Also bei Nubert kommst du mit dem Budget und Boxen nicht ganz hin selbst die billigsten, die richtige Serie für dich wäre die NuBox kannst dir ja mal durchschauen ob du bereit bist etwas mehr auszugeben - Vorteil ist halt du kannst es daheim Testen dann. 

Alternativ mal passende Standboxen beim Hifi Händler hören falls der in dem unteren Preisbereich was hat und dann die Serie mit passenden Lautsprechern ergänzen.

Bilder vom Raum wären gut.


----------



## Dr Bakterius (14. Oktober 2014)

*AW: suche gute lautsprecher für eim 35qm heimkino raum*

Vielleicht noch was von Dali, Zensor Vocal ( Center ) + Zensor 3 ( Rear ) + Zensor 5 ( Front ). Die Frontboxen sind etwas teurer aber das spart man bei den Rear. Generell sollte man das was man sich kaufen will im Vorfeld anhören


----------



## Zappaesk (15. Oktober 2014)

Ich habe da doch noch die eine oder andere Frage...

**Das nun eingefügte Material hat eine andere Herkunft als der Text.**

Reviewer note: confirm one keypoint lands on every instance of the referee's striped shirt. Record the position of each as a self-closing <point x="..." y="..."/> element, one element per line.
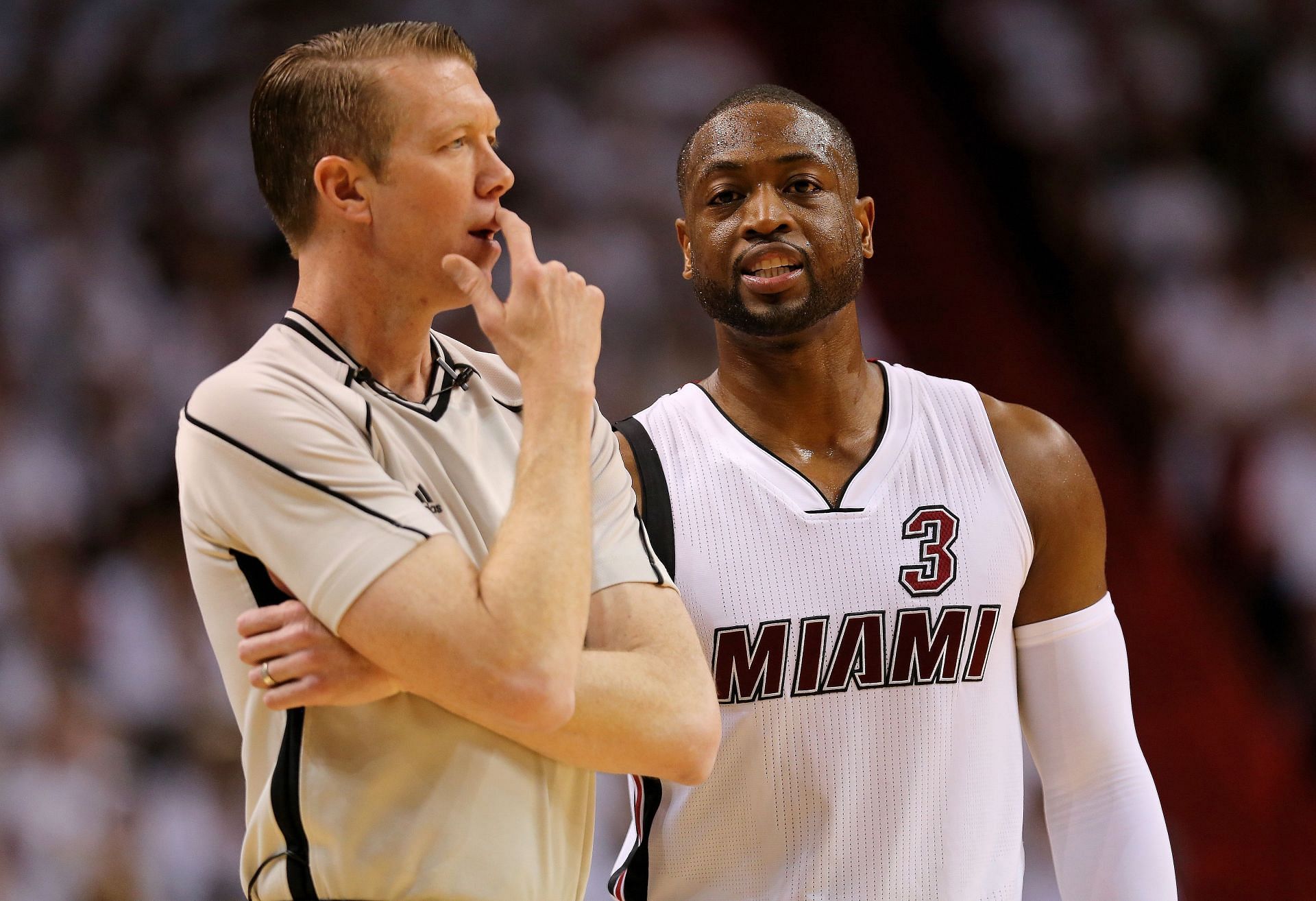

Was versprichst du dir denn von einem Wechsel der Boxen? Die Dinger sind ja vermutlich noch nicht so alt dass es zu irgendwelchen Verschleißproblemen gekommen ist. Zudem wirst du wenn du aktuelle (die jbls sind ja auch noch aktuell?!) Boxen fürs gleiche Geld kaufst eher keinen signifikant besseren Klang erwarten dürfen. Es wird in der Abstimmung sicherlich andere Boxen geben, aber das ist vor allem Geschmacksfrage oder ggf. eine Fage der Eignung für deinen Raum. Wirklich viel besser wirds nicht werden (das schreibe ich nicht weil ich die jbls so toll finde, sondern weil die Hersteller alle mit Wasser kochen und im unteren Preisbereich vor allem per Rotstift entwickelt wird). 

Warum willst du unbedingt für vorne Standboxen haben? Dein Raum gibt es von der Größer her her, aber die Frage nach der unbedingten Notwendigkeit stellt sich dennoch. Homogener wrds klingen, wenn du ringsum gleiche Lautsprecher stehen haben wirst.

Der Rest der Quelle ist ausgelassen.